Let’s begin by making a pattern dataset.
import pandas as pd
knowledge = {
'transaction_id': [1, 2, 3],
'timestamp': ['2023-06-15 12:00:05', '2024-04-15 15:20:02', '2024-06-15 21:17:43'],
'quantity': [100, 200, 150]
}
df = pd.DataFrame(knowledge)
df['timestamp'] = pd.to_datetime(df['timestamp'])
Â
The ‘timestamp’ column within the instance above accommodates time knowledge with second-level precision. To transform this column to a datetime format, we should always use the pd.to_datetime
operate.”
Afterward, we will make the datetime knowledge timezone-aware. For instance, we will convert the information to Coordinated Common Time (UTC)
df['timestamp_utc'] = df['timestamp'].dt.tz_localize('UTC')
print(df)
Â
Output>>
transaction_id timestamp quantity timestamp_utc
0 1 2023-06-15 12:00:05 100 2023-06-15 12:00:05+00:00
1 2 2024-04-15 15:20:02 200 2024-04-15 15:20:02+00:00
2 3 2024-06-15 21:17:43 150 2024-06-15 21:17:43+00:00
Â
The ‘timestamp_utc’ values include a lot data, together with the time-zone. We will convert the present time-zone to a different one. For instance, I used the UTC column and altered it to the Japan Timezone.
df['timestamp_japan'] = df['timestamp_utc'].dt.tz_convert('Asia/Tokyo')
print(df)
Â
Output>>>
transaction_id timestamp quantity timestamp_utc
0 1 2023-06-15 12:00:05 100 2023-06-15 12:00:05+00:00
1 2 2024-04-15 15:20:02 200 2024-04-15 15:20:02+00:00
2 3 2024-06-15 21:17:43 150 2024-06-15 21:17:43+00:00
timestamp_japan
0 2023-06-15 21:00:05+09:00
1 2024-04-16 00:20:02+09:00
2 2024-06-16 06:17:43+09:00
Â
We might filter the information in accordance with a specific time-zone with this new time-zone. For instance, we will filter the information utilizing Japan time.
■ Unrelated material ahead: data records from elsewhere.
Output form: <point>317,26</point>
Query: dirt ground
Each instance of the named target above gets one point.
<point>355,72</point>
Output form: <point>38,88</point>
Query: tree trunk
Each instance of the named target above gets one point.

start_time_japan = pd.Timestamp('2024-06-15 06:00:00', tz='Asia/Tokyo')
end_time_japan = pd.Timestamp('2024-06-16 07:59:59', tz='Asia/Tokyo')
filtered_df = df[(df['timestamp_japan'] >= start_time_japan) & (df['timestamp_japan'] <= end_time_japan)]
print(filtered_df)
Â
Output>>>
transaction_id timestamp quantity timestamp_utc
2 3 2024-06-15 21:17:43 150 2024-06-15 21:17:43+00:00
timestamp_japan
2 2024-06-16 06:17:43+09:00
Â
Working with time-series knowledge would permit us to carry out time-series resampling. Let us take a look at an instance of information resampling hourly for every column in our dataset.
resampled_df = df.set_index('timestamp_japan').resample('H').rely()
Â
Leverage Pandas’ time-zone knowledge and timestamps to take full benefit of its options.
Â
Further Assets
Â
Â
Â
Cornellius Yudha Wijaya is an information science assistant supervisor and knowledge author. Whereas working full-time at Allianz Indonesia, he likes to share Python and knowledge suggestions by way of social media and writing media. Cornellius writes on a wide range of AI and machine studying subjects.